UI (User Interface) design is the practice of designing the visual and interactive elements of a digital product — buttons, typography, colour, spacing, icons, and layout. UI designers decide what every screen looks like and how elements are arranged. A good UI is visually appealing, consistent with brand guidelines, and makes interactions feel intuitive.
What is UX design?
UX (User Experience) design focuses on the overall experience a user has with a product — how easy it is to navigate, whether tasks can be completed without confusion, and whether the product meets user needs. UX designers conduct user research, create wireframes, build prototypes, and test with real users. UX is about how something works; UI is about how it looks.
What is the difference between UI and UX?
UI is the visual layer — buttons, colours, fonts, icons. UX is the structural and experiential layer — user flows, information architecture, usability. A common analogy: UX is the architecture of a building (floor plan, doors, corridors), UI is the interior design (paint, furniture, lighting). Both are needed: a beautiful UI with poor UX frustrates users; excellent UX with ugly UI loses user trust.

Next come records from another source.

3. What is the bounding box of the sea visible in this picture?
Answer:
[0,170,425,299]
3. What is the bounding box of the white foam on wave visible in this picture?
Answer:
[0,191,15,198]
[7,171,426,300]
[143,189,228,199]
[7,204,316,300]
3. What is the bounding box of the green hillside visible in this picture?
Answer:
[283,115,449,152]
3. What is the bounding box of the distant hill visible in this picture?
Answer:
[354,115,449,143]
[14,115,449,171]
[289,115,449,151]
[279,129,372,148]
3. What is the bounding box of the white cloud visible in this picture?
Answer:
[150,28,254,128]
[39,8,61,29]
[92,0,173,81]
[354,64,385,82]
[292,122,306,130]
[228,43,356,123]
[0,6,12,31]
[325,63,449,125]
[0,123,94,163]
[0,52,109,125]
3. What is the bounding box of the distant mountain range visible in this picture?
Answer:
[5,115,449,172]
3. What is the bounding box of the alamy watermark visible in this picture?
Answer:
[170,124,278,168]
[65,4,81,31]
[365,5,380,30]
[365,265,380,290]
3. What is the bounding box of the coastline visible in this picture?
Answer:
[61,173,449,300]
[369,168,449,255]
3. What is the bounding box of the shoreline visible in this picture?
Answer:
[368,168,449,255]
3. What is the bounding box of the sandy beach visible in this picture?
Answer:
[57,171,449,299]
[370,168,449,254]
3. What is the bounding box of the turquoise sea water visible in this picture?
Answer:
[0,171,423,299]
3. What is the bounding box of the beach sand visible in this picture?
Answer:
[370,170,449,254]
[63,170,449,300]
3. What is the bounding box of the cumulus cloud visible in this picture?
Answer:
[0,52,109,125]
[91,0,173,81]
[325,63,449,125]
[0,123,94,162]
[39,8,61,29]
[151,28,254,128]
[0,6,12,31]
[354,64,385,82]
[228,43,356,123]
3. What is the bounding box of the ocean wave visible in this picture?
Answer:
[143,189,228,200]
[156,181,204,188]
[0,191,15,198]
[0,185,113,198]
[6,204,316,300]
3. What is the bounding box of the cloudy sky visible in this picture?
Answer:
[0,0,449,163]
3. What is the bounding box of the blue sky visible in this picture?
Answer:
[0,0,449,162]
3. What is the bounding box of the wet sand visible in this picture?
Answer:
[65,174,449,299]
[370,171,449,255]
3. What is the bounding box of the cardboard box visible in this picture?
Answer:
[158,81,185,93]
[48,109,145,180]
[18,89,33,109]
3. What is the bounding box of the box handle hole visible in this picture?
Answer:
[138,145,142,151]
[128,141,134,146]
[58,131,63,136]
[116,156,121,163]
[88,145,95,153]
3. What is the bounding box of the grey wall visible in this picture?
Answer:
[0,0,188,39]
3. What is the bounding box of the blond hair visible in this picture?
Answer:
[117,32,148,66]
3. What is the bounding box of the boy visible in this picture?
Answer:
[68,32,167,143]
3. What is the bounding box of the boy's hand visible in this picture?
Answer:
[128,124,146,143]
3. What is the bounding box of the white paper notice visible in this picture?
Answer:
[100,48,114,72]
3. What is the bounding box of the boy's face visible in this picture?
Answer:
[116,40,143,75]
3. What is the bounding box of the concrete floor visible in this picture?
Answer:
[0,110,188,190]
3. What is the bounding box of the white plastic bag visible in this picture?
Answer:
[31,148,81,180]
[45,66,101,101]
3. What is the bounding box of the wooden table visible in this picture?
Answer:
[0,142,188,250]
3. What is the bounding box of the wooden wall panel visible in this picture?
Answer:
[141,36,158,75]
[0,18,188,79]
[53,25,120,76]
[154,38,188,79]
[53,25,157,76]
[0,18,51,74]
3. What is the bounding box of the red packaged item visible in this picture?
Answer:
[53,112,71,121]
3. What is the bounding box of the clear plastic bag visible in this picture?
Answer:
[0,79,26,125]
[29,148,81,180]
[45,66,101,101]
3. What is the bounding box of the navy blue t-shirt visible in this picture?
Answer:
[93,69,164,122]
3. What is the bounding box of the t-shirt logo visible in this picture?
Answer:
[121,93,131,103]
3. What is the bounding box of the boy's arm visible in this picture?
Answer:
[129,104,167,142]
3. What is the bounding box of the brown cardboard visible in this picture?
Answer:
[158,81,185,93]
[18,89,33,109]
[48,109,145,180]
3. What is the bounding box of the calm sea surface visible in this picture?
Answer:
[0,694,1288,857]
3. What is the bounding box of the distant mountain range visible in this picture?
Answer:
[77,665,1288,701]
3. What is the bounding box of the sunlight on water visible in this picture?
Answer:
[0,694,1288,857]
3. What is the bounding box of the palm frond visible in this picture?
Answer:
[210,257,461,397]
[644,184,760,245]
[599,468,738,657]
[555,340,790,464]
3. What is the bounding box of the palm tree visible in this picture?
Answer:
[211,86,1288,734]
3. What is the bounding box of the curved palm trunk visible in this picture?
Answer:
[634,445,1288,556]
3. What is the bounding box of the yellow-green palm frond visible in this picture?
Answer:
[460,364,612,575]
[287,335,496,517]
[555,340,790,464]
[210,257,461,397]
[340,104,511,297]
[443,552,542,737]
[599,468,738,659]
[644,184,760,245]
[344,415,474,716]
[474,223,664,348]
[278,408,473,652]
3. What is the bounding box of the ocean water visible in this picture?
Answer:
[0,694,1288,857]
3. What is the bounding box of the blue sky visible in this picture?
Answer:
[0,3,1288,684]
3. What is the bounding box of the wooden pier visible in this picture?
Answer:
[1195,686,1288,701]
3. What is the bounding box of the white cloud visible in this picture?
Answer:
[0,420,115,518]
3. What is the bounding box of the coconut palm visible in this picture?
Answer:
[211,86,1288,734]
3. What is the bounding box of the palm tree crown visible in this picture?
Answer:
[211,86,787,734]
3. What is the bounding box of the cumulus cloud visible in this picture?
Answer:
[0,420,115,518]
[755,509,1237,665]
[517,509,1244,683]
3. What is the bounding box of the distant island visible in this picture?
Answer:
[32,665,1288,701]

What does a UI/UX designer do?
A UI/UX designer typically conducts user research to understand needs and pain points, creates wireframes and prototypes to map user flows, designs high-fidelity mockups for the visual interface, tests designs with real users and iterates, and collaborates with developers to implement the final design. In smaller teams, one person often covers both UI and UX; larger organisations split the roles.